Ils ont demandé d’organiser une session extraordinaire du parlement pour débattre de l’accord.
« Ceux qui profiteront considérablement de cet accord ne sont pas ceux qui assumeront ses conséquences », ont déclaré à IPS, Roody Muneean et Ashok Subron, membres du mouvement.
Ils ont estimé que les technocrates et les politiciens n’ont pas appris les leçons du passé, se référant aux accords de l’Organisation mondiale du commerce (OMC) qui ont été signés « à la hâte » avec des conséquences néfastes pour les populations de beaucoup de pays en développement.
Ils ont en outre déploré l’exclusion du mouvement syndical, des petits producteurs des industries, des pêcheurs, des organisations de consommateurs ainsi que d’autres mouvements citoyens – du processus de négociation.
« L’accès au marché accordé aux pays de l’ESA (Afrique orientale et australe) n’est rien de plus que le verrouillage approfondi des économies africaines dans la stratégie dirigée par les exportations néo-coloniales, fondée sur une main-d’œuvre bon marché et la dégradation des conditions de travail pour notre peuple », selon Rezistans ek Alternativ.
Muneean et Subron voient l’APE non pas comme un outil de développement pour l’Afrique, mais comme un mécanisme générateur de profits pour les entreprises de la CE et pour certains intérêts locaux.

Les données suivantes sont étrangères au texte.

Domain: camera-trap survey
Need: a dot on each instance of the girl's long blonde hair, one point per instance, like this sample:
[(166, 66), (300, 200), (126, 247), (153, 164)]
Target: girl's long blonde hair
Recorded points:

Mais, ceux qui ont signé l’accord l’ont présenté sous un angle différent. Le ministre des Affaires étrangères et du Commerce international de l’Ile Maurice, Arvin Boolell, l’un des principaux promoteurs de l’accord, a déclaré à IPS que cet Etat insulaire veut utiliser l’accord commercial pour accroître le commerce, promouvoir la diversification, attirer les investissements de la CE et encourager le transfert de technologie.
« Nous devons constamment faire la guerre contre la pauvreté. Améliorer les vies de nos populations élargit le cercle des opportunités pour tout le monde », a-t-il affirmé.
Sindiso Ngwenya, secrétaire général du Marché commun d’Afrique orientale et australe (COMESA), a justifié l’APE en indiquant que ce dernier représente collectivement 27 pays.
« Ces pays sont non seulement les partenaires commerciaux les plus importants pour la région du COMESA, représentant entre 20 et 40 pour cent du chiffre d’affaires commercial, mais ils sont aussi des partenaires très importants de la région, fournissant un financement essentiel pour le développement sous la forme de prêts et de subventions à travers divers canaux », a-t-il souligné.
Le ministre de l’Industrie et du Commerce de la Zambie, Felix Mutati, a insisté qu’il ne devrait y avoir « aucun débat sur les mots, s’il vous plaît. Le défi pour les producteurs de sucre à Maurice, les producteurs de légumes au Zimbabwe et les producteurs de miel en Zambie, qui sont en train d’être piqués par les abeilles mais qui continuent de récolter du miel – qui ont tous besoin de mettre de la nourriture sur la table – est de savoir comment ils peuvent être connectés à l’APE.
« Si nous pouvons apporter un certain soulagement à ces populations, sur le terrain, dont les vies ne sont que la simple survie, l’APE aurait accompli quelque chose », a-t-il observé. Toutefois, son pays n’a pas signé l’accord en dépit du fait qu’il dirige le groupe des 16 pays africains de l’ESA.
Interrogé par IPS, Mutati a répondu: « Dans la tradition africaine, le père ne mange pas le premier ». Plus tard, il a ajouté que la Zambie signera tout l’APE prévu pour octobre 2009. Le ministre zambien est prêt pour faire du démarchage auprès des autres Etats de l’ESA – qui sont restés en dehors du processus – pour qu’ils entrent sous la tente.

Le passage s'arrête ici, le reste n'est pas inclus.